U.S. FDA Approves Portola Pharmaceuticals’ Andexxa®, First and Only Antidote for the Reversal of Factor Xa Inhibitors
– Breakthrough Product is a Major Advance in the Treatment of Patients Hospitalized with Life-Threatening Bleeding –
– Company to Host Conference Call on Friday, May 4, 2018 at 8:30 a.m. ET –
SOUTH SAN FRANCISCO, Calif., May 03, 2018 (GLOBE NEWSWIRE) -- Portola Pharmaceuticals, Inc.® (Nasdaq:PTLA) today announced that the U.S. Food and Drug Administration (FDA) has approved Andexxa® [coagulation factor Xa (recombinant), inactivated-zhzo], the first and only antidote indicated for patients treated with rivaroxaban and apixaban, when reversal of anticoagulation is needed due to life-threatening or uncontrolled bleeding.
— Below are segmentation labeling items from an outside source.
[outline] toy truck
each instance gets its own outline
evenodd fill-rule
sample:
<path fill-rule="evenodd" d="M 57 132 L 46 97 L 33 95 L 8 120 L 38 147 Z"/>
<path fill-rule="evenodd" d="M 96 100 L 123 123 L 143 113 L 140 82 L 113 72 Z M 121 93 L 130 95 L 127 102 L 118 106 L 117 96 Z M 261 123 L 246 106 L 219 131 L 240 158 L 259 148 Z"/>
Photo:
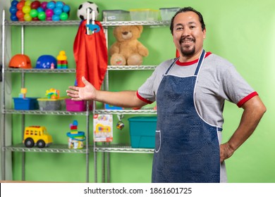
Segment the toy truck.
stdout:
<path fill-rule="evenodd" d="M 52 143 L 52 137 L 45 127 L 31 126 L 25 128 L 23 143 L 28 148 L 37 146 L 38 148 L 49 146 Z"/>

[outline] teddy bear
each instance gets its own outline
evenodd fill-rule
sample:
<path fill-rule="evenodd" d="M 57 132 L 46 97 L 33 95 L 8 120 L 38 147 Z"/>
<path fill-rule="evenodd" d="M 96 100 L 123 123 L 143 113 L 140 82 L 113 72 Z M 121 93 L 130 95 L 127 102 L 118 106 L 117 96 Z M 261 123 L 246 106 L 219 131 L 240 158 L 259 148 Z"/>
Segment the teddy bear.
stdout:
<path fill-rule="evenodd" d="M 140 65 L 143 57 L 148 56 L 148 49 L 141 44 L 140 38 L 142 25 L 121 25 L 114 29 L 116 41 L 111 46 L 109 54 L 112 65 Z"/>

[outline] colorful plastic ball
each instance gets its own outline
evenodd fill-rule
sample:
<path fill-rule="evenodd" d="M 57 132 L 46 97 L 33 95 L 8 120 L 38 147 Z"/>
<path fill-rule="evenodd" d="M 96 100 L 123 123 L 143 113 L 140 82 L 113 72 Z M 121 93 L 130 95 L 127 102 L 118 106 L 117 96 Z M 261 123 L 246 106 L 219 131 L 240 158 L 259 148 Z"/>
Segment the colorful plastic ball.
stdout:
<path fill-rule="evenodd" d="M 24 19 L 25 21 L 31 21 L 32 20 L 32 17 L 30 15 L 30 14 L 28 13 L 26 13 L 25 15 L 24 15 Z"/>
<path fill-rule="evenodd" d="M 45 13 L 47 17 L 51 17 L 51 16 L 54 15 L 54 11 L 51 9 L 47 9 Z"/>
<path fill-rule="evenodd" d="M 68 13 L 61 13 L 61 14 L 60 15 L 60 20 L 66 20 L 67 19 L 68 19 Z"/>
<path fill-rule="evenodd" d="M 17 8 L 16 6 L 11 6 L 10 8 L 10 13 L 11 14 L 16 14 L 17 12 Z"/>
<path fill-rule="evenodd" d="M 11 15 L 11 21 L 18 21 L 18 18 L 17 18 L 16 15 L 12 14 L 12 15 Z"/>
<path fill-rule="evenodd" d="M 61 13 L 62 13 L 62 9 L 60 8 L 55 8 L 54 9 L 54 14 L 56 14 L 56 15 L 61 15 Z"/>
<path fill-rule="evenodd" d="M 37 9 L 37 8 L 40 7 L 40 1 L 35 1 L 30 4 L 30 8 L 32 9 Z"/>
<path fill-rule="evenodd" d="M 54 14 L 53 16 L 51 17 L 51 20 L 53 21 L 59 21 L 60 20 L 60 15 Z"/>
<path fill-rule="evenodd" d="M 14 1 L 11 1 L 11 6 L 16 6 L 16 7 L 17 4 L 18 4 L 18 1 L 14 0 Z"/>
<path fill-rule="evenodd" d="M 40 20 L 45 20 L 46 19 L 46 13 L 45 12 L 39 12 L 37 15 L 38 19 Z"/>
<path fill-rule="evenodd" d="M 30 7 L 28 6 L 25 6 L 23 7 L 22 11 L 24 13 L 29 13 L 30 11 Z"/>
<path fill-rule="evenodd" d="M 44 12 L 44 9 L 42 7 L 39 7 L 36 9 L 37 11 L 37 12 Z"/>
<path fill-rule="evenodd" d="M 65 12 L 65 13 L 68 13 L 69 11 L 70 11 L 70 10 L 71 10 L 71 8 L 70 8 L 70 6 L 68 6 L 68 5 L 64 5 L 63 6 L 63 12 Z"/>
<path fill-rule="evenodd" d="M 49 8 L 49 9 L 54 9 L 54 8 L 56 7 L 56 4 L 54 2 L 54 1 L 49 1 L 47 4 L 47 8 Z"/>
<path fill-rule="evenodd" d="M 47 16 L 47 17 L 46 17 L 46 20 L 52 20 L 51 16 Z"/>
<path fill-rule="evenodd" d="M 22 11 L 22 8 L 23 7 L 24 7 L 24 6 L 25 6 L 25 3 L 23 1 L 20 1 L 18 4 L 17 4 L 16 8 L 18 10 Z"/>
<path fill-rule="evenodd" d="M 37 17 L 38 15 L 38 11 L 35 9 L 31 9 L 30 11 L 30 15 L 32 18 Z"/>
<path fill-rule="evenodd" d="M 18 11 L 16 12 L 16 17 L 19 18 L 24 18 L 24 13 L 22 11 Z"/>
<path fill-rule="evenodd" d="M 32 4 L 32 1 L 26 1 L 25 2 L 25 6 L 30 6 L 30 4 Z"/>
<path fill-rule="evenodd" d="M 56 8 L 62 9 L 63 6 L 64 6 L 64 3 L 63 3 L 62 1 L 56 1 Z"/>
<path fill-rule="evenodd" d="M 48 2 L 47 2 L 47 1 L 43 1 L 42 3 L 41 3 L 40 6 L 41 6 L 44 10 L 46 10 L 46 8 L 47 8 L 47 4 L 48 4 Z"/>

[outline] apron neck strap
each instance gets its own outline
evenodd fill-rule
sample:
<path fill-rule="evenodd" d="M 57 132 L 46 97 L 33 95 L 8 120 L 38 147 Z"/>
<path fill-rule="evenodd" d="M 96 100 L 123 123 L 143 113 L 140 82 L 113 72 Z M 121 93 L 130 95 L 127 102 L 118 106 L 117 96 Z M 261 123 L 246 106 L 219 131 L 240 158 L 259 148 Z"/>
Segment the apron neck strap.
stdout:
<path fill-rule="evenodd" d="M 196 70 L 195 71 L 194 75 L 197 76 L 197 73 L 199 72 L 200 66 L 202 65 L 203 60 L 204 59 L 205 56 L 205 51 L 204 49 L 202 49 L 202 53 L 200 54 L 199 61 L 197 61 L 197 68 Z"/>

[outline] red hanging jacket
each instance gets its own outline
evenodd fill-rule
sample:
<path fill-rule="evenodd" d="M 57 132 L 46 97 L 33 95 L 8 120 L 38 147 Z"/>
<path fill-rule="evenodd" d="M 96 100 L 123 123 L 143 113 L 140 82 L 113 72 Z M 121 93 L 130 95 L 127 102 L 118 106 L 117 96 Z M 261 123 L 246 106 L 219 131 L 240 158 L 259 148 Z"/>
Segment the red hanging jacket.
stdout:
<path fill-rule="evenodd" d="M 95 21 L 95 25 L 100 27 L 99 32 L 87 35 L 86 22 L 81 22 L 73 43 L 77 86 L 85 86 L 81 80 L 84 76 L 95 89 L 99 89 L 108 65 L 106 37 L 99 21 Z"/>

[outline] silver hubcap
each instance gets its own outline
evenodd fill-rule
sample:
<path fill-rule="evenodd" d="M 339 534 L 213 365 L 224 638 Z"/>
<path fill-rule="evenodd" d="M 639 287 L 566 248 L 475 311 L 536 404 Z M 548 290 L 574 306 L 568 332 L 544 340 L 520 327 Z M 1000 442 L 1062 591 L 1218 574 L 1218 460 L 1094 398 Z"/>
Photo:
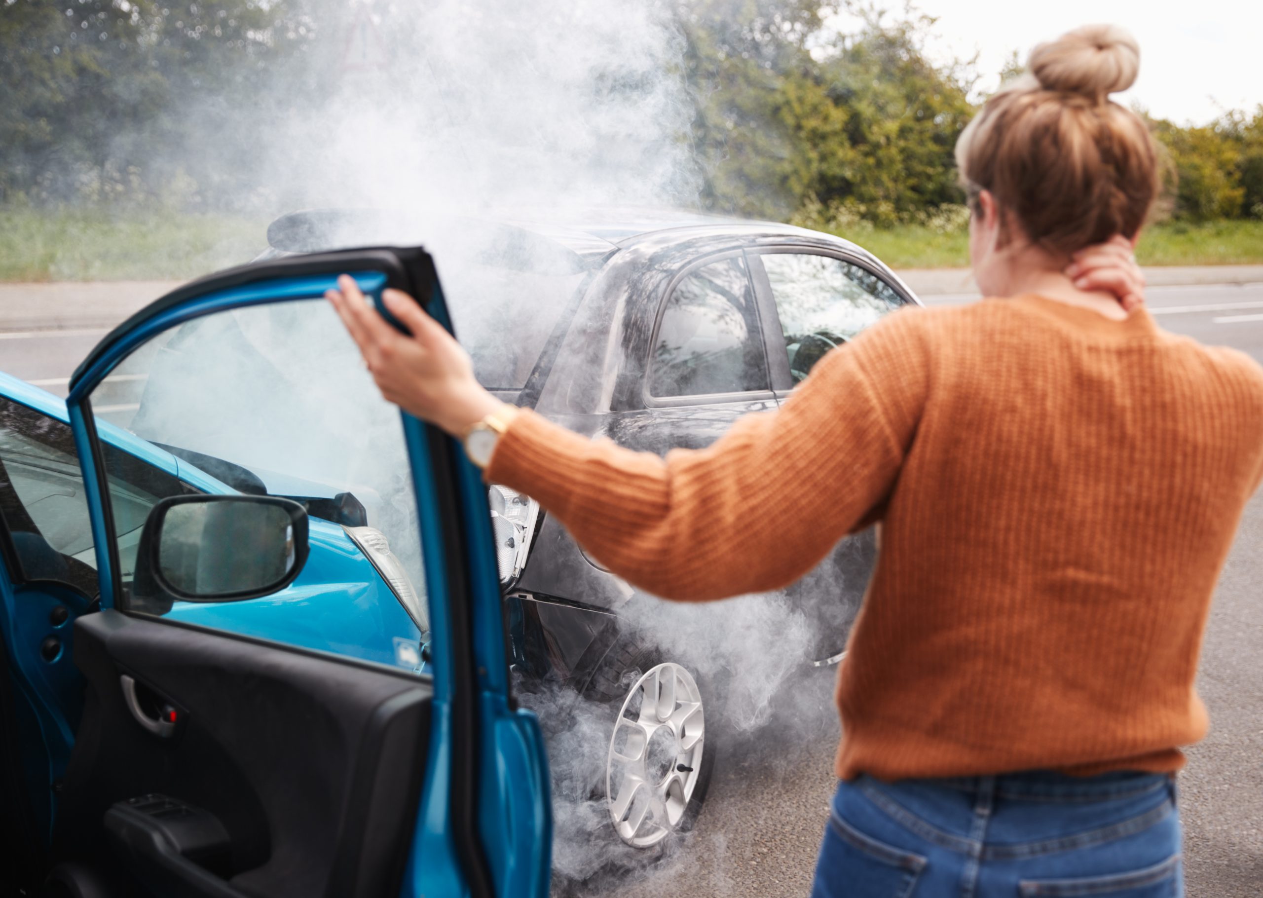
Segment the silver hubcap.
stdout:
<path fill-rule="evenodd" d="M 614 829 L 628 845 L 657 845 L 679 826 L 701 775 L 705 720 L 692 676 L 667 662 L 623 701 L 605 764 Z"/>

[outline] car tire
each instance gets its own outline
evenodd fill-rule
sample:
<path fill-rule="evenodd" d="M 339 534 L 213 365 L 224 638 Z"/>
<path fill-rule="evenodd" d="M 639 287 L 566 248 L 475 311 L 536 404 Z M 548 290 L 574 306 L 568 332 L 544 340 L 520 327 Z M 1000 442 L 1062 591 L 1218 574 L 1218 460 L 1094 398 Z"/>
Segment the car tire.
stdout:
<path fill-rule="evenodd" d="M 659 664 L 672 661 L 691 674 L 703 702 L 703 714 L 706 710 L 710 710 L 714 715 L 714 702 L 709 700 L 707 683 L 703 677 L 698 676 L 687 664 L 666 658 L 663 652 L 634 638 L 620 640 L 619 644 L 610 650 L 605 662 L 589 682 L 584 697 L 590 701 L 599 701 L 601 703 L 610 705 L 611 715 L 616 715 L 621 710 L 621 706 L 629 700 L 629 692 L 635 687 L 644 672 L 652 671 Z M 688 797 L 685 812 L 681 816 L 679 822 L 673 827 L 676 832 L 688 832 L 697 823 L 697 817 L 701 815 L 702 806 L 706 802 L 706 794 L 710 791 L 711 775 L 715 770 L 716 754 L 715 740 L 703 740 L 697 778 L 695 781 L 692 793 Z M 610 821 L 610 831 L 614 839 L 620 839 L 614 830 L 613 820 Z"/>

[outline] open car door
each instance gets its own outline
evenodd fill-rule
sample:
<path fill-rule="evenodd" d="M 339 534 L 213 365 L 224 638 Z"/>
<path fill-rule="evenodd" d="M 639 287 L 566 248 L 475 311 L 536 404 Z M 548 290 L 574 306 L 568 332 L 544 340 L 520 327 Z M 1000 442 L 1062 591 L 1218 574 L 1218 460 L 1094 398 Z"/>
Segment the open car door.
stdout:
<path fill-rule="evenodd" d="M 68 426 L 0 419 L 4 722 L 47 894 L 547 894 L 486 489 L 376 394 L 322 298 L 344 273 L 450 327 L 419 249 L 248 265 L 105 337 Z"/>

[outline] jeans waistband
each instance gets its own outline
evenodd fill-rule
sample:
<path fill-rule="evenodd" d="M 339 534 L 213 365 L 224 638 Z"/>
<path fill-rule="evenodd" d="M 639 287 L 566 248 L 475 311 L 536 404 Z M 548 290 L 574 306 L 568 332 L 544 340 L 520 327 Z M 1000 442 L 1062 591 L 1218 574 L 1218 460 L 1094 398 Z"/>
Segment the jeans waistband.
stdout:
<path fill-rule="evenodd" d="M 978 793 L 984 788 L 997 797 L 1028 801 L 1095 802 L 1143 794 L 1175 779 L 1170 773 L 1113 770 L 1095 777 L 1071 777 L 1056 770 L 1024 770 L 997 777 L 947 777 L 940 779 L 906 779 L 904 783 L 940 786 L 960 792 Z"/>

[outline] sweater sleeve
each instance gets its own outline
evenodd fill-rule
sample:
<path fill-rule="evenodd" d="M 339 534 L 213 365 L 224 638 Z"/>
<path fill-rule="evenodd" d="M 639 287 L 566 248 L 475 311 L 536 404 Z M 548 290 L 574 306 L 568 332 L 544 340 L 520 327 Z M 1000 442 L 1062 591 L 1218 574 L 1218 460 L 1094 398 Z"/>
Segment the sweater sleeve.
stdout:
<path fill-rule="evenodd" d="M 667 599 L 786 586 L 892 490 L 928 389 L 919 309 L 829 352 L 777 412 L 666 458 L 524 412 L 489 481 L 534 498 L 595 558 Z"/>

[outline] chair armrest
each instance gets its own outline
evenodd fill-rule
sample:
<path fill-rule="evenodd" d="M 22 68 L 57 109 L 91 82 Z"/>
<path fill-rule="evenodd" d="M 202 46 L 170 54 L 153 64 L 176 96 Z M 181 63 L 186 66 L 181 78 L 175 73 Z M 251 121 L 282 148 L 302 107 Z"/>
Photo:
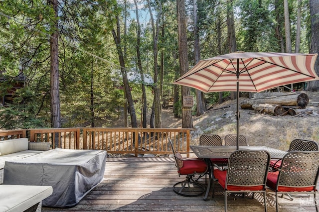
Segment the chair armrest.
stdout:
<path fill-rule="evenodd" d="M 218 169 L 220 171 L 226 171 L 227 170 L 227 167 L 224 167 L 224 168 L 221 168 L 220 166 L 218 166 L 218 165 L 217 165 L 215 163 L 213 163 L 213 166 L 215 167 L 216 168 L 217 168 L 217 169 Z"/>
<path fill-rule="evenodd" d="M 29 150 L 47 151 L 50 150 L 49 142 L 29 142 Z"/>

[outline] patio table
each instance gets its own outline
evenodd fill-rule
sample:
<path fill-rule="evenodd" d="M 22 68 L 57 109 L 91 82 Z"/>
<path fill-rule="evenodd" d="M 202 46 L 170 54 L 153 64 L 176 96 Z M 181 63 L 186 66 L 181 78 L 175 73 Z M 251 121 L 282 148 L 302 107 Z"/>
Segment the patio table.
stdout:
<path fill-rule="evenodd" d="M 209 193 L 209 190 L 213 182 L 212 173 L 212 164 L 210 158 L 228 158 L 231 153 L 236 150 L 236 146 L 195 146 L 191 145 L 190 149 L 199 158 L 205 159 L 209 168 L 209 177 L 208 184 L 204 197 L 204 200 L 206 200 Z M 263 150 L 267 151 L 270 154 L 272 159 L 283 158 L 287 152 L 265 146 L 240 146 L 239 150 Z"/>

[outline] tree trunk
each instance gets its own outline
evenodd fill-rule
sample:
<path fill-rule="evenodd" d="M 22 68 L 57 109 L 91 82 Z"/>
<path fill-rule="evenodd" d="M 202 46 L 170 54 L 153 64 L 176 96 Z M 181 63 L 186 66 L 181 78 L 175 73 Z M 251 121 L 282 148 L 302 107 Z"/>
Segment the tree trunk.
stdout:
<path fill-rule="evenodd" d="M 158 5 L 159 6 L 159 10 L 158 11 L 158 18 L 156 20 L 156 24 L 154 23 L 154 18 L 152 8 L 151 7 L 151 3 L 150 0 L 148 0 L 148 5 L 149 6 L 149 11 L 151 16 L 151 22 L 153 28 L 153 56 L 154 59 L 154 86 L 153 86 L 153 91 L 154 93 L 154 99 L 153 101 L 153 109 L 154 109 L 154 114 L 155 115 L 155 127 L 161 127 L 161 104 L 160 103 L 160 89 L 158 83 L 158 76 L 159 75 L 159 68 L 158 67 L 158 43 L 159 42 L 159 22 L 160 17 L 161 15 L 161 4 L 160 2 L 157 1 Z M 152 113 L 153 112 L 152 111 Z M 152 121 L 152 120 L 151 120 Z"/>
<path fill-rule="evenodd" d="M 288 0 L 284 0 L 284 10 L 285 11 L 285 32 L 286 39 L 286 51 L 291 53 L 291 41 L 290 39 L 290 20 L 289 20 L 289 9 Z"/>
<path fill-rule="evenodd" d="M 181 76 L 187 72 L 188 69 L 185 1 L 183 0 L 177 0 L 176 5 L 179 69 Z M 190 89 L 189 87 L 182 86 L 181 88 L 182 96 L 189 96 L 190 94 Z M 191 107 L 182 106 L 182 128 L 193 128 Z"/>
<path fill-rule="evenodd" d="M 229 43 L 229 52 L 237 51 L 236 34 L 235 33 L 235 24 L 234 23 L 234 13 L 233 12 L 233 0 L 227 0 L 227 31 L 228 32 L 228 43 Z M 231 92 L 231 99 L 236 100 L 236 92 Z"/>
<path fill-rule="evenodd" d="M 193 15 L 194 15 L 194 53 L 195 54 L 194 63 L 196 64 L 200 60 L 200 49 L 199 44 L 199 36 L 198 35 L 198 27 L 197 26 L 197 0 L 193 1 Z M 196 91 L 196 115 L 199 116 L 202 115 L 205 112 L 205 103 L 202 99 L 202 92 L 199 90 Z"/>
<path fill-rule="evenodd" d="M 51 26 L 53 32 L 50 37 L 50 70 L 51 83 L 51 124 L 53 128 L 61 127 L 61 114 L 60 109 L 60 92 L 59 81 L 59 52 L 58 39 L 58 0 L 52 0 L 49 1 L 52 4 L 52 6 L 55 14 L 55 21 L 54 25 Z M 60 146 L 59 143 L 59 138 L 56 134 L 55 147 Z"/>
<path fill-rule="evenodd" d="M 298 8 L 297 8 L 297 24 L 296 29 L 296 44 L 295 53 L 299 53 L 300 49 L 300 35 L 301 33 L 301 0 L 298 0 Z"/>
<path fill-rule="evenodd" d="M 93 60 L 91 61 L 91 126 L 94 124 L 94 96 L 93 95 Z"/>
<path fill-rule="evenodd" d="M 311 16 L 311 48 L 310 53 L 319 53 L 319 0 L 310 0 L 310 16 Z M 319 75 L 319 58 L 315 63 L 315 70 Z M 319 81 L 310 81 L 306 91 L 319 91 Z"/>
<path fill-rule="evenodd" d="M 276 37 L 278 40 L 278 44 L 279 46 L 280 46 L 280 49 L 281 50 L 282 52 L 285 52 L 285 46 L 284 45 L 284 38 L 283 37 L 283 35 L 282 34 L 281 31 L 280 31 L 281 27 L 281 21 L 280 21 L 280 9 L 279 9 L 279 0 L 275 0 L 275 10 L 276 12 L 276 19 L 277 21 L 277 25 L 276 26 Z"/>
<path fill-rule="evenodd" d="M 135 109 L 134 108 L 134 104 L 133 100 L 130 90 L 129 86 L 129 81 L 128 80 L 128 75 L 125 67 L 125 62 L 124 61 L 124 57 L 123 56 L 123 52 L 122 50 L 121 45 L 121 29 L 120 26 L 120 20 L 119 16 L 117 16 L 117 30 L 116 31 L 113 29 L 112 30 L 112 35 L 114 39 L 114 42 L 116 44 L 116 48 L 118 55 L 119 56 L 119 60 L 120 61 L 120 65 L 121 66 L 121 73 L 122 75 L 123 80 L 123 86 L 126 94 L 126 98 L 127 100 L 129 110 L 130 110 L 130 114 L 131 115 L 131 123 L 132 127 L 137 127 L 137 120 L 136 119 L 136 114 L 135 113 Z"/>
<path fill-rule="evenodd" d="M 145 90 L 145 84 L 144 81 L 144 72 L 142 65 L 141 60 L 141 52 L 140 50 L 140 45 L 141 43 L 141 24 L 140 24 L 140 19 L 139 18 L 139 9 L 138 3 L 136 0 L 134 0 L 135 4 L 135 12 L 136 12 L 136 21 L 138 24 L 137 43 L 136 43 L 136 54 L 138 58 L 138 66 L 140 70 L 141 74 L 141 79 L 142 80 L 142 127 L 147 127 L 147 99 L 146 98 L 146 91 Z"/>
Andexxa received both U.S. Orphan Drug and FDA Breakthrough Therapy designations and was approved under the FDA’s Accelerated Approval pathway based on the change from baseline in anti-Factor Xa activity in healthy volunteers. Continued approval for this indication may be contingent upon post-marketing study results to demonstrate an improvement in hemostasis in patients.
“Today’s approval represents a significant step forward in patient care and one that the medical community has been eagerly anticipating,” said Stuart J. Connolly, M.D., ANNEXA-4 Executive Committee chairman and professor in the Department of Medicine of the Faculty of Health Sciences at McMaster University in Hamilton, Ontario. “Andexxa’s rapid reversal of the anticoagulating effects of rivaroxaban and apixaban will help clinicians treat life-threatening bleeds, where every minute counts.”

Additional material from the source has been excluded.